During the past 19 years as a dog handler and now trainer, I have been asked many times “HOW MUCH TRAINING IS ENOUGH?” From the handler to the Chief of Police to the media to the Councilperson, they all want to know how long it takes to train a police dog and how many hours a week to keep the training up.
It is tough to compare times because all dogs are different and the jobs they are asked to do range from hard to very hard. Each dog needs a different amount of training based on the skills of the dog, handler, and trainer involved. The job that they are being trained to do will also determine how much training a dog needs. To make this easy we can take averages and industry standards to help answer the question.

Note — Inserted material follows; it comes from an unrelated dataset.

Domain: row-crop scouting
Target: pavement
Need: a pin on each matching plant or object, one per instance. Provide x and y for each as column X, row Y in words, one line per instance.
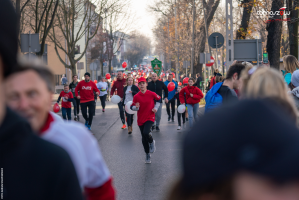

Most Police Dogs are trained at Police K-9 Academies that require a minimum of 420 hours of basic training for the handler and the dog. There are some that are longer, and some that are shorter (although I would not recommend a shorter one no matter the level of the dog when the handler receives the dog), but it could be argued that the standard most observed would be 420 hours. This would produce a team trained in obedience, agility, basic tracking, evidence recovery, basic apprehension skills including the verbal out and recall, and building searches.
Next comes the training for drug detection, explosive detection, cadavers, and SAR. It could be argued that these dogs need an additional 250 hours of training. This would yield a dog trained to locate 4 odors and react in a specific way once locating these odors. Again, I am speaking in generalities because some dogs and handlers need more time and some less. It depends on the level and skill of the dog, handler, and trainer involved.
I get many questions from Chiefs about HOW MUCH IN-SERVICE TRAINING is enough. Speaking in generalities, the average would be 4 hours per week for patrol work, and 2 hours each week for additional disciplines such as drug detection. A cross trained Patrol Drug Dog therefore would need 24 hours each month at a minimum at a recognized K-9 training facility under the observance of a skilled trainer. This would not include the 15 minutes each day that the handler and dog practice away from the training academy.
Anything less could be considered deliberate indifference (City of Canton Ohio.1989) and would deviate from the industrial norm. The Working Dog Foundation with the advice from the K-9 Academy for Law Enforcement and the United States Police Canine Association has adopted that all Police K-9 Teams undergo a min of 420 hours of basic training, be evaluated on written standards by outside evaluators such as the United States Police Canine Association, and continue in-service training to average 4 hours per week for patrol dogs. Specialty dogs such as drug detection would require a min of 200 hours of training before evaluation by outside evaluators and then a minimum of 8 hours averaged per month of in-service work.
I need to get out from behind this desk and train now!